The disclosure relates to high pressure forming of composite parts and presses for same; more particularly, it relates to method and apparatus for managing elongation and stress dispersal in a bladder used during a deep draw high pressure process.

BACKGROUND

In one kind of conventional deep draw press a work piece is positioned between a conventional movable deep draw forming die and an expandable bladder generally filled with fluid under pressure. This is sometimes referred to as a hydrostatic deep draw. The forming die is operated by a conventional ram cylinder and the bladder is some kind of a isostatic pressure vessel, all in a lidded, lockable pressure vessel.
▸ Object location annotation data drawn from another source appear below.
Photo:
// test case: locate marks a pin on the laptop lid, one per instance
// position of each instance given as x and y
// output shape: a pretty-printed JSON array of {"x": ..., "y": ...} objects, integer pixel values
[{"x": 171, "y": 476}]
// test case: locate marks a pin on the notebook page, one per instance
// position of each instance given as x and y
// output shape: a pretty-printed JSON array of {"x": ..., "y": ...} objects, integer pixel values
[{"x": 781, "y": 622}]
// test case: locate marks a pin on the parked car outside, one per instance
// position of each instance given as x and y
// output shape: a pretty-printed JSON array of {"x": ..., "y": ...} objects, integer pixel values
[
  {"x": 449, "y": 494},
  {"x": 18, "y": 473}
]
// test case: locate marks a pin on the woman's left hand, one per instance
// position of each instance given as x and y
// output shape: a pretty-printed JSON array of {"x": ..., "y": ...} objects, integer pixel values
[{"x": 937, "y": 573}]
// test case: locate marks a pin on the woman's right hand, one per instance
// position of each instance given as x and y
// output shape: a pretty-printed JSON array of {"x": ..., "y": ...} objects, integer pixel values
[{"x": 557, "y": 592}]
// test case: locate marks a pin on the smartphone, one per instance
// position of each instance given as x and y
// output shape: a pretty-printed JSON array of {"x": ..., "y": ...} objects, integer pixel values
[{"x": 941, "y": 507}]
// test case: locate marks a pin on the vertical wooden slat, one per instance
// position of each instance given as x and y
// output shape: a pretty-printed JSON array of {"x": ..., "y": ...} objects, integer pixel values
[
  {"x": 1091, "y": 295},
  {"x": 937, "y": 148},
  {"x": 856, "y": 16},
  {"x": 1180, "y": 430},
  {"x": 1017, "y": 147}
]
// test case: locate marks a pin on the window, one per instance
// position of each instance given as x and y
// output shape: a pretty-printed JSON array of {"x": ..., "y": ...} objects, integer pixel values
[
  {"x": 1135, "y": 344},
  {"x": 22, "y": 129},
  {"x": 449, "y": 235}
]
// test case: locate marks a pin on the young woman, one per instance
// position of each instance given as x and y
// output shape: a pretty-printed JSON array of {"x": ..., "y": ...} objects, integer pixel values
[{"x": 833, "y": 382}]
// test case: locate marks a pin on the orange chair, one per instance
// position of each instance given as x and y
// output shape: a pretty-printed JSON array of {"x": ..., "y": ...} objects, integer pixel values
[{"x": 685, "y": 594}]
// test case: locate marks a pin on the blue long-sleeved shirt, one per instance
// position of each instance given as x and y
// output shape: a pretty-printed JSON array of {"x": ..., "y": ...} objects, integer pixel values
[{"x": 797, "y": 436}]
In general, the vessel locks closed trapping a work piece, typically sheet metal, then high pressure is applied to the bladder from one side pinning the material to a flat platen on the other side. Once the material is under pressure, the hydraulic ram with a mold piece mounted on it is forced up through the bottom of the platen. Under full pressure the ram displaces liquid in the pressure chamber and in the process draws the flat material into a deep and complex shape. Deep draw in this kind of application generally refers to any draw where the depth of the draw is greater than half the diameter of the finished piece (also sometimes where the depth is greater than the diameter of the piece). Then the pressure in the bladder or isostatic vessel is lowered, the ram is retracted and the vessel is unlocked and opened to remove a finished formed part.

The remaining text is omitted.